Hoy quiero que recuerdes conmigo la historia de Abraham. Dios había hecho una promesa a Abraham. De su linaje, de su descendencia nacería una gran nación. 

Su hijo, Isaac, el hijo del milagro. Aquel niño de la promesa que nació cuando él tenía 100 años y Sara, su esposa, más de 90. Isaac, era el hijo y el heredero de la promesa de Dios.

Ahora bien, repito la pregunta: ¿Has hecho algo grande para Dios? ¿Qué es lo que Dios está pidiendo de ti como padre, madre, de familia en el tiempo del fin?

De esto conversaremos hoy.

I. LA GRAN PRUEBA

En capítulo 22 del libro de Génesis aparece el momento en la vida de un hombre, donde su fe es probada hasta los límites máximos. Una fe que demuestra ser a toda prueba. 

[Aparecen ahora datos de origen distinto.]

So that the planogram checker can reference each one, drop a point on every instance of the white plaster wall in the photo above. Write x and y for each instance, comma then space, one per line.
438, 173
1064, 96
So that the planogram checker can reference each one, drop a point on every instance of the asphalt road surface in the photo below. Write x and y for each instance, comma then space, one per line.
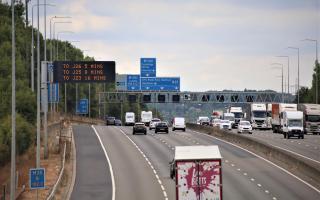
93, 180
307, 148
140, 166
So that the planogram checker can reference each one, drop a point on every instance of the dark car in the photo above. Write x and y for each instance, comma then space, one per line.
110, 121
162, 127
139, 127
118, 122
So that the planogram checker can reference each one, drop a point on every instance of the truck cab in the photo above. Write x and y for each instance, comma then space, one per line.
230, 117
238, 115
146, 117
258, 116
197, 171
311, 116
292, 124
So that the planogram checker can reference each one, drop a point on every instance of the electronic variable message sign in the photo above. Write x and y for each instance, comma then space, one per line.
148, 67
133, 82
84, 71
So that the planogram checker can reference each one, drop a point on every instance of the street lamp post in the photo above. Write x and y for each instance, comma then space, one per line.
288, 75
61, 32
32, 45
52, 18
317, 89
13, 109
65, 84
89, 88
281, 77
298, 51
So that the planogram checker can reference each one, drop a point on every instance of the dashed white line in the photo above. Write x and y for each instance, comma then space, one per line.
151, 166
109, 163
268, 161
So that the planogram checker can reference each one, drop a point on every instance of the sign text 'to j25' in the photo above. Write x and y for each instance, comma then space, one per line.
84, 71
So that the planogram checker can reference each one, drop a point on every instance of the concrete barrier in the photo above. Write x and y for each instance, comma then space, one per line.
302, 168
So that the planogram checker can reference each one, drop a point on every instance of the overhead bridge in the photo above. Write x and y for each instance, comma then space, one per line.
195, 97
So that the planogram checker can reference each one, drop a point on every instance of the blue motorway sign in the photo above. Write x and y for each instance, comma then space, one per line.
37, 178
148, 67
161, 83
83, 106
53, 93
133, 82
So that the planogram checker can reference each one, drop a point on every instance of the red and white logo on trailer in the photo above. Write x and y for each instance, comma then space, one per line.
199, 180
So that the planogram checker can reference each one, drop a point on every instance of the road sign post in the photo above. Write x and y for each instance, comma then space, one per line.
37, 178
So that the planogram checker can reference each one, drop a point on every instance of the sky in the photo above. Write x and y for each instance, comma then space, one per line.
210, 44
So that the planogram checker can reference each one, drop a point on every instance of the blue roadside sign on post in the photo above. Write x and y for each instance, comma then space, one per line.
83, 107
161, 84
53, 93
37, 178
133, 82
148, 67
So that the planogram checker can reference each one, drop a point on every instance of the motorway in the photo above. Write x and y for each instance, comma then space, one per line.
140, 166
307, 148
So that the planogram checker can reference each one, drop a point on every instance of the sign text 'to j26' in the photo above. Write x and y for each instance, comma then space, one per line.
84, 71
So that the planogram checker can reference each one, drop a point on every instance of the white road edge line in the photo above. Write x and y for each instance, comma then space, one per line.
268, 161
150, 165
109, 163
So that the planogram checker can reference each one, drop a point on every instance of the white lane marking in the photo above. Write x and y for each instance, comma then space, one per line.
268, 161
149, 163
109, 163
296, 153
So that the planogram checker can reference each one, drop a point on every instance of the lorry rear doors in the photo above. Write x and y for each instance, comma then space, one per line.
199, 180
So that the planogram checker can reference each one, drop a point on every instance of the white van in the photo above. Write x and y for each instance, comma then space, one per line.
179, 123
130, 119
146, 117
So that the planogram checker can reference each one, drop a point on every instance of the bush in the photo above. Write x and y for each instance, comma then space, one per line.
24, 137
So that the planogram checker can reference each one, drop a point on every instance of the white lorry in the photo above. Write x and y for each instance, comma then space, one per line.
146, 117
292, 124
230, 117
238, 115
269, 116
258, 116
197, 171
311, 116
277, 115
130, 119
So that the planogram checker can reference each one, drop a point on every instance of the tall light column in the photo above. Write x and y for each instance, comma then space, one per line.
317, 78
65, 84
32, 46
288, 75
297, 49
13, 107
282, 99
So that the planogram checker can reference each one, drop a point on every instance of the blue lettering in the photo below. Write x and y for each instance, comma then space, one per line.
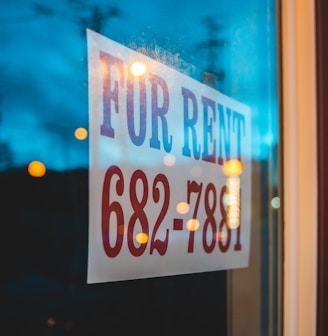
110, 95
158, 112
189, 123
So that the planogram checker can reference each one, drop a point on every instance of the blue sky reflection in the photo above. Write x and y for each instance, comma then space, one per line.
43, 65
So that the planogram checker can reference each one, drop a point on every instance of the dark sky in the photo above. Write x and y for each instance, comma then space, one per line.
43, 65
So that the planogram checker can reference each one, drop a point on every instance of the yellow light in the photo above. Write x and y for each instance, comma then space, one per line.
182, 207
233, 208
138, 69
192, 224
36, 169
141, 238
232, 168
81, 133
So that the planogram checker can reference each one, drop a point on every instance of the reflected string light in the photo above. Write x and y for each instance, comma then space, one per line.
36, 169
221, 236
182, 208
233, 208
138, 69
233, 168
142, 238
192, 224
81, 133
275, 202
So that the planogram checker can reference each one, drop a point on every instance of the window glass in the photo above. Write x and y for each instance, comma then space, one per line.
227, 46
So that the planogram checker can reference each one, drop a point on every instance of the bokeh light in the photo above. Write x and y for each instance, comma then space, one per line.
36, 169
81, 133
232, 168
142, 238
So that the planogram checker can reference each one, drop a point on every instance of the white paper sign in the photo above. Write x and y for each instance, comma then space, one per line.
160, 201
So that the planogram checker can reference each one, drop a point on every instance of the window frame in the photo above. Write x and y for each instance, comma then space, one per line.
299, 166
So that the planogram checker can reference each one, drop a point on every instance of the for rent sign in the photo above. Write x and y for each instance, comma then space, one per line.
170, 170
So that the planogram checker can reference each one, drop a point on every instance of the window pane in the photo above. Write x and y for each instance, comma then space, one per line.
226, 46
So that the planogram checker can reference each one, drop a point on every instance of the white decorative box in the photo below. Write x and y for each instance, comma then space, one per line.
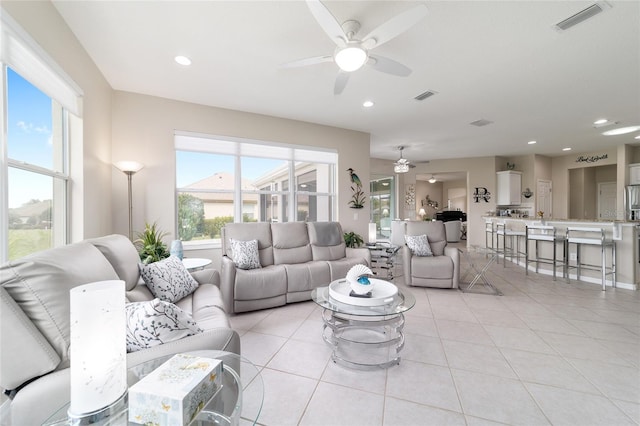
175, 392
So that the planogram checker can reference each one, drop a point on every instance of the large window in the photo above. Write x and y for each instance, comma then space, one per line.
222, 180
36, 99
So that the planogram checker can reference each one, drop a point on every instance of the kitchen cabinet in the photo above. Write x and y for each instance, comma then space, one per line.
508, 188
634, 174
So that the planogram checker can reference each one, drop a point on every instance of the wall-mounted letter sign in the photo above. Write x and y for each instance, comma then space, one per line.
481, 193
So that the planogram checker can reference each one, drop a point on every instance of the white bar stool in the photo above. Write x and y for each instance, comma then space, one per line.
581, 236
489, 234
507, 234
545, 233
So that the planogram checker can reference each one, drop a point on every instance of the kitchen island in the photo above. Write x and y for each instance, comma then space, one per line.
624, 233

En este capítulo encontramos a Abraham recibiendo un pedido poco usual, donde Dios le pide que entregue en sacrificio a su propio hijo, el único que tenía con Sarai, su esposa. Leamos juntos el texto: 

"Aconteció después de estas cosas, que probó Dios a Abraham, y le dijo: Abraham. Y él respondió: Heme aquí. Y dijo: Toma ahora tu hijo, tu único, Isaac, a quien amas, y vete a tierra de Moriah, y ofrécelo allí en holocausto sobre uno de los montes que yo te diré” Génesis 22:1.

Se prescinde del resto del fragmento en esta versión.